Reporting by The Herald-Tribune of Sarasota, which interviewed hundreds of voters who called the paper to report problems at the polls, strongly suggests that the huge apparent undervote was caused by bugs in the ES&S software.
About a third of those interviewed by the paper reported that they couldn’t even find the Congressional race on the screen. This could conceivably have been the result of bad ballot design, but many of them insisted that they looked hard for the race. Moreover, more than 60 percent of those interviewed by The Herald-Tribune reported that they did cast a vote in the Congressional race — but that this vote didn’t show up on the ballot summary page they were shown at the end of the voting process.
If there were bugs in the software, the odds are that they threw the election to the wrong candidate. An Orlando Sentinel examination of other votes cast by those who supposedly failed to cast a vote in the Congressional race shows that they strongly favored Democrats, and Mr.

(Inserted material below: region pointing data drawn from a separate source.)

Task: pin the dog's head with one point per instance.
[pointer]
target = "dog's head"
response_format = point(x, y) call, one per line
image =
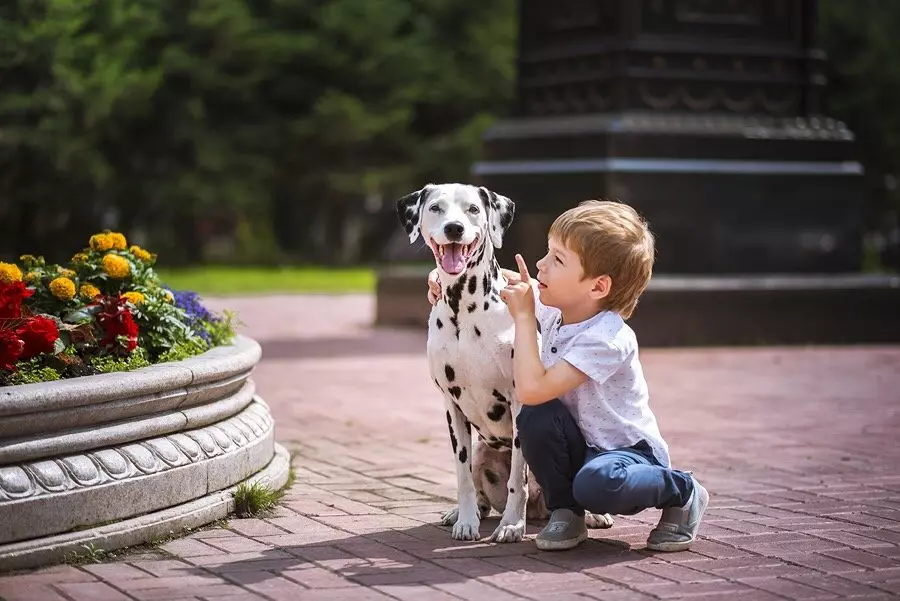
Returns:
point(455, 220)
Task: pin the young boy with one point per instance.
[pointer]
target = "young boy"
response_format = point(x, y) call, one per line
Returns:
point(586, 427)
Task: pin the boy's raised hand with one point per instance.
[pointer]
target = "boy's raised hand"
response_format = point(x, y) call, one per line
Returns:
point(519, 296)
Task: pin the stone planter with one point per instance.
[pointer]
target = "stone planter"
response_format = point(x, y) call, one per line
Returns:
point(119, 459)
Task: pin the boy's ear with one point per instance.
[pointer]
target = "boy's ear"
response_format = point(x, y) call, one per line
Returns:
point(602, 287)
point(409, 210)
point(500, 211)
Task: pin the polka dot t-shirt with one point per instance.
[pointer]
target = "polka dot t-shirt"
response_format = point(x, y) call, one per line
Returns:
point(611, 408)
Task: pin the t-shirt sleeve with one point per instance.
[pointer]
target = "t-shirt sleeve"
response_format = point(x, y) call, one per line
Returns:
point(596, 358)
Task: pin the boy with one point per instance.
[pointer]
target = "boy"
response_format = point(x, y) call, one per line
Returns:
point(586, 428)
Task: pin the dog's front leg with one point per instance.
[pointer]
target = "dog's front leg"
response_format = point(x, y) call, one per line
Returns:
point(465, 517)
point(512, 525)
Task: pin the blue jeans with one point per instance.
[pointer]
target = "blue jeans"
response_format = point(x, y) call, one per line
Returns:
point(576, 476)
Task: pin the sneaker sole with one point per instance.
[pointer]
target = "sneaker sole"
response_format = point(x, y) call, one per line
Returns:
point(560, 545)
point(683, 545)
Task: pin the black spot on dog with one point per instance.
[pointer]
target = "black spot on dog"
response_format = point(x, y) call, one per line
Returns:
point(497, 412)
point(453, 442)
point(453, 295)
point(492, 476)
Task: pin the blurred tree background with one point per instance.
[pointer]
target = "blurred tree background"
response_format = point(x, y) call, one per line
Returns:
point(281, 131)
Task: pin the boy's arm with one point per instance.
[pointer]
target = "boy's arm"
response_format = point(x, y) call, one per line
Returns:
point(536, 384)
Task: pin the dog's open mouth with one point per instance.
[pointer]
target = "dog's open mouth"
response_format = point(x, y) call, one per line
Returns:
point(453, 256)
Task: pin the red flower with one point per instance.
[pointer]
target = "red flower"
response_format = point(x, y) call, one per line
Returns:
point(11, 297)
point(115, 320)
point(38, 333)
point(10, 349)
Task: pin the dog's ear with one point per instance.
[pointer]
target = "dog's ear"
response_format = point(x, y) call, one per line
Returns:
point(501, 211)
point(409, 209)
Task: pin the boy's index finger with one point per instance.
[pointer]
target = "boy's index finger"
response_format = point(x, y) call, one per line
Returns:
point(523, 269)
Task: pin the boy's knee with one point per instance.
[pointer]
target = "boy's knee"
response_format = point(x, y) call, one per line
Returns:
point(599, 488)
point(534, 422)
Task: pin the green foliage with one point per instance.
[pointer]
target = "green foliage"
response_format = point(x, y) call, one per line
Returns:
point(256, 499)
point(30, 372)
point(110, 363)
point(276, 115)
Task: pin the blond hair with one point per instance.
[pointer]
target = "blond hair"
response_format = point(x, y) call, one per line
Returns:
point(611, 239)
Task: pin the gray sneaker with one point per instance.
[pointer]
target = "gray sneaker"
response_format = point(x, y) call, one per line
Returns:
point(678, 526)
point(565, 530)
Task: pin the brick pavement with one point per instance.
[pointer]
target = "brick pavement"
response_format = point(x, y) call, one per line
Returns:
point(798, 448)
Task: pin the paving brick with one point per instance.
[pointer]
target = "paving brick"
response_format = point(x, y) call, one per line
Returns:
point(863, 558)
point(834, 584)
point(788, 588)
point(91, 591)
point(818, 515)
point(114, 572)
point(23, 590)
point(237, 544)
point(692, 589)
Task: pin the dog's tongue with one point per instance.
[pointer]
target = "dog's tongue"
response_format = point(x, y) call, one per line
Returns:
point(453, 261)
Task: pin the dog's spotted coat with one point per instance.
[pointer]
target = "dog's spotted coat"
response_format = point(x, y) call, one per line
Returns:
point(470, 353)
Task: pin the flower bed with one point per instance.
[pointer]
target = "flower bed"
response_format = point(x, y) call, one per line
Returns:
point(107, 310)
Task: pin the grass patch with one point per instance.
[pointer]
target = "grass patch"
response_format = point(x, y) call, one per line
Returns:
point(223, 281)
point(254, 500)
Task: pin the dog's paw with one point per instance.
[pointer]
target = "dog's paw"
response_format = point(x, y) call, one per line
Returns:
point(598, 520)
point(509, 533)
point(465, 529)
point(449, 518)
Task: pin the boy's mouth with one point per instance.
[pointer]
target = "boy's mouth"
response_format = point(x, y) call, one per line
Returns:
point(452, 257)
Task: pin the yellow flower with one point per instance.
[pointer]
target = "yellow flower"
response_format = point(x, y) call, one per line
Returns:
point(140, 253)
point(9, 273)
point(115, 266)
point(101, 242)
point(118, 240)
point(135, 298)
point(63, 288)
point(89, 291)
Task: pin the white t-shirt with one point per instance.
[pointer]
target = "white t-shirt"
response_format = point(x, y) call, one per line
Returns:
point(612, 407)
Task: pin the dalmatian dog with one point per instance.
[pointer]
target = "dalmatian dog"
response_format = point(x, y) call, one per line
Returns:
point(470, 357)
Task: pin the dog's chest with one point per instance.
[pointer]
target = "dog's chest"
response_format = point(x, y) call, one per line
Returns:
point(470, 359)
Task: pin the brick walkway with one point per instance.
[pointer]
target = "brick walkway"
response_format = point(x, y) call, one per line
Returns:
point(798, 447)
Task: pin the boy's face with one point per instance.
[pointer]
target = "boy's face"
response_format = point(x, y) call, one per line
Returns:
point(561, 280)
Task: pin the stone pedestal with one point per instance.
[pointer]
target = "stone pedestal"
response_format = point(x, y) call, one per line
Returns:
point(705, 115)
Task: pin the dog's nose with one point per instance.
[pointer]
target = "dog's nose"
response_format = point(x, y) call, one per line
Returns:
point(454, 230)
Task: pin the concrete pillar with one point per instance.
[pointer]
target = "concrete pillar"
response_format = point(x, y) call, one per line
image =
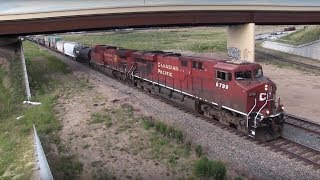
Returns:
point(4, 41)
point(240, 42)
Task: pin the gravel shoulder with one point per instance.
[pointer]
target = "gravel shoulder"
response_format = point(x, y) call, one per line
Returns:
point(254, 161)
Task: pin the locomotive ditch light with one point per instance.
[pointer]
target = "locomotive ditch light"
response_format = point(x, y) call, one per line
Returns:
point(252, 94)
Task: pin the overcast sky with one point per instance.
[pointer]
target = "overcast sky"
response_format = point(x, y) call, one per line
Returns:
point(29, 6)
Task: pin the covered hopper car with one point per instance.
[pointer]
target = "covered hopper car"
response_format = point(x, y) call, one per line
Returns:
point(232, 92)
point(235, 93)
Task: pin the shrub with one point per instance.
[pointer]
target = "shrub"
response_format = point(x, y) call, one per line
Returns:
point(173, 159)
point(179, 136)
point(208, 168)
point(171, 132)
point(188, 145)
point(157, 125)
point(238, 178)
point(199, 151)
point(163, 128)
point(147, 122)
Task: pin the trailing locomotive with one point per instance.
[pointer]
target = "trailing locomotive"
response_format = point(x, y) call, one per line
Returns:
point(232, 92)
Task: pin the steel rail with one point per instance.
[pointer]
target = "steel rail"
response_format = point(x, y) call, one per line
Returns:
point(302, 123)
point(281, 59)
point(298, 151)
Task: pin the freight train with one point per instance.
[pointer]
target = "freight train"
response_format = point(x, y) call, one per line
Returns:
point(236, 93)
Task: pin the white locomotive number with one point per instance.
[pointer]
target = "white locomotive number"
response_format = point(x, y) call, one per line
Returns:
point(221, 85)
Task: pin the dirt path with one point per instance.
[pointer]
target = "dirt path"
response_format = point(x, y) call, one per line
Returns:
point(300, 91)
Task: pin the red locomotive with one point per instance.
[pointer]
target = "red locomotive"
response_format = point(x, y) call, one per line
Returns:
point(235, 93)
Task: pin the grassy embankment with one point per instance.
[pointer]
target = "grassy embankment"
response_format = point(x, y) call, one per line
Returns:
point(302, 36)
point(151, 139)
point(16, 140)
point(204, 39)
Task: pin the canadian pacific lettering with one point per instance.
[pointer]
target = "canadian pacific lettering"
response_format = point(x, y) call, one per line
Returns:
point(166, 66)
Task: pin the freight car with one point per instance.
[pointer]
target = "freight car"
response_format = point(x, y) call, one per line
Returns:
point(235, 93)
point(232, 92)
point(82, 53)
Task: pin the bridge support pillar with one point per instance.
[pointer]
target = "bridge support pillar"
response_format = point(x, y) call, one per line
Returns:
point(240, 42)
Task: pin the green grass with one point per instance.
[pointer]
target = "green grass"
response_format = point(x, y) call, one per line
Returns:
point(302, 36)
point(210, 169)
point(101, 117)
point(193, 39)
point(16, 140)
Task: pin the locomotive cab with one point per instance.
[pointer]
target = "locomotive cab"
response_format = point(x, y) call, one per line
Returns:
point(264, 111)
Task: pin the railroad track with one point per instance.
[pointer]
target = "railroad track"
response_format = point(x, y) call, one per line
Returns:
point(292, 149)
point(302, 123)
point(297, 151)
point(281, 59)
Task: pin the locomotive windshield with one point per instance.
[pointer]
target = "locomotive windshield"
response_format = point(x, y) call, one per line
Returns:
point(243, 75)
point(257, 73)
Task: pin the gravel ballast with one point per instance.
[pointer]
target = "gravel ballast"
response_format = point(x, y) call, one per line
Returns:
point(245, 156)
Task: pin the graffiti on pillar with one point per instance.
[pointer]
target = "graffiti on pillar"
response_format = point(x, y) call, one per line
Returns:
point(234, 53)
point(246, 54)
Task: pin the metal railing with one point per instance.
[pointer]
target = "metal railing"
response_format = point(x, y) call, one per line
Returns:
point(44, 172)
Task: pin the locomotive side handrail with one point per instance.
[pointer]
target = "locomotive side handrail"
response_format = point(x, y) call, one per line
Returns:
point(255, 103)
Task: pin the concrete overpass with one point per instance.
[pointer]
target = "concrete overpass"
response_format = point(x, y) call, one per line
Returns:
point(139, 13)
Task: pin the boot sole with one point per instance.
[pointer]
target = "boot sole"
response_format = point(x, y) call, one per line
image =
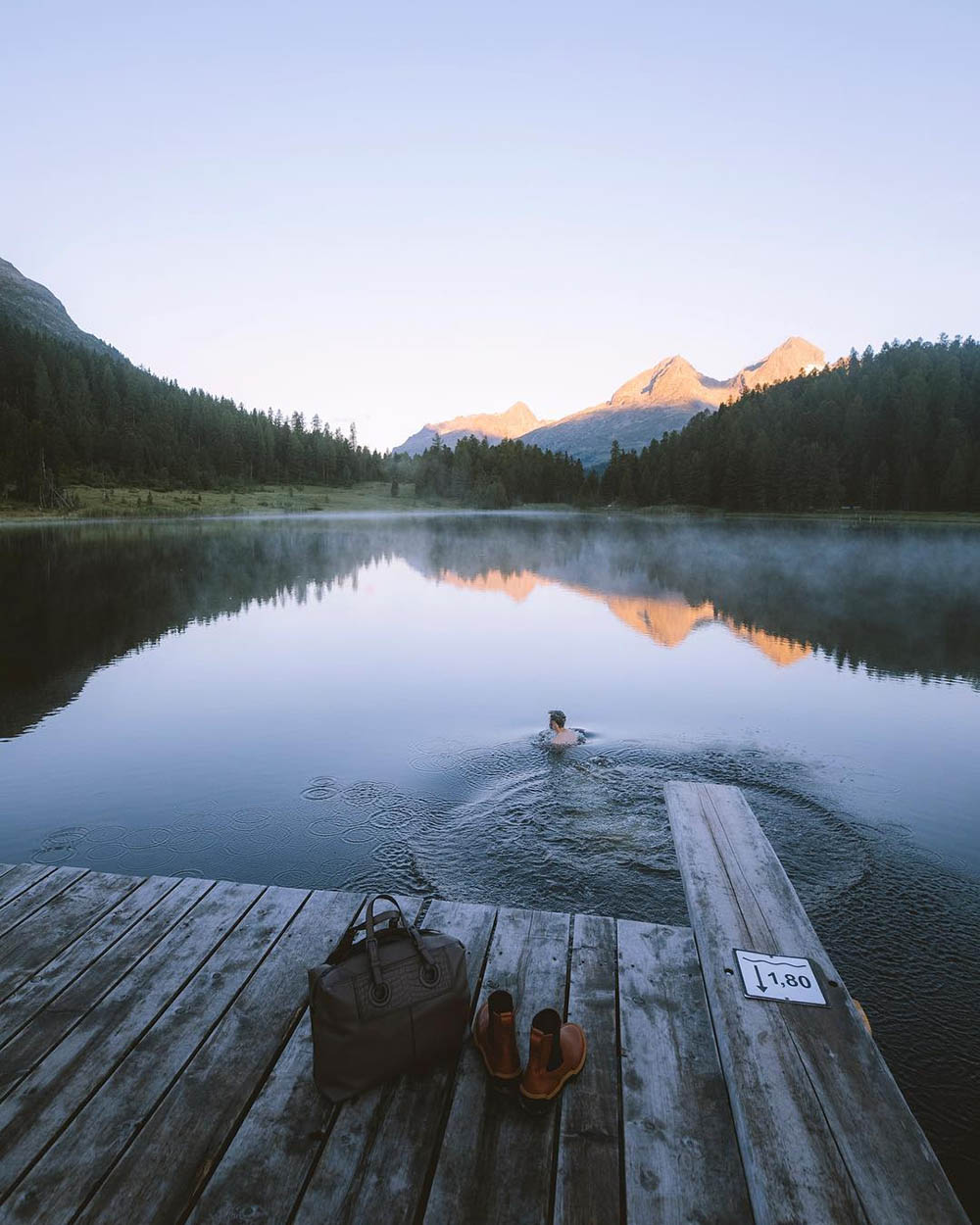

Buchanan won the official count by only 369 votes. The fact that Mr. Buchanan won a recount — that is, a recount of the votes the machines happened to record — means nothing.
Although state officials have certified Mr. Buchanan as the victor, they’ve promised an audit of the voting machines. But don’t get your hopes up: as in 2000, state election officials aren’t even trying to look impartial. To oversee the audit, the state has chosen as its “independent” expert Prof. Alec Yasinsac of Florida State University — a Republican partisan who made an appearance on the steps of the Florida Supreme Court during the 2000 recount battle wearing a “Bush Won” sign.
Ms. Jennings has now filed suit with the same court, demanding a new election. She deserves one.
But for the nation as a whole, the important thing isn’t who gets seated to represent Florida’s 13th District. It’s whether the voting disaster there leads to legislation requiring voter verification and a paper trail.
And I have to say that the omens aren’t good. I’ve been shocked at how little national attention the mess in Sarasota has received. Here we have as clear a demonstration as we’re ever likely to see that warnings from computer scientists about the dangers of paperless electronic voting are valid — and most Americans probably haven’t even heard about it.
As far as I can tell, the reason Florida-13 hasn’t become a major national story is that neither control of Congress nor control of the White House is on the line. But do we have to wait for a constitutional crisis to realize that we’re in danger of becoming a digital-age banana republic?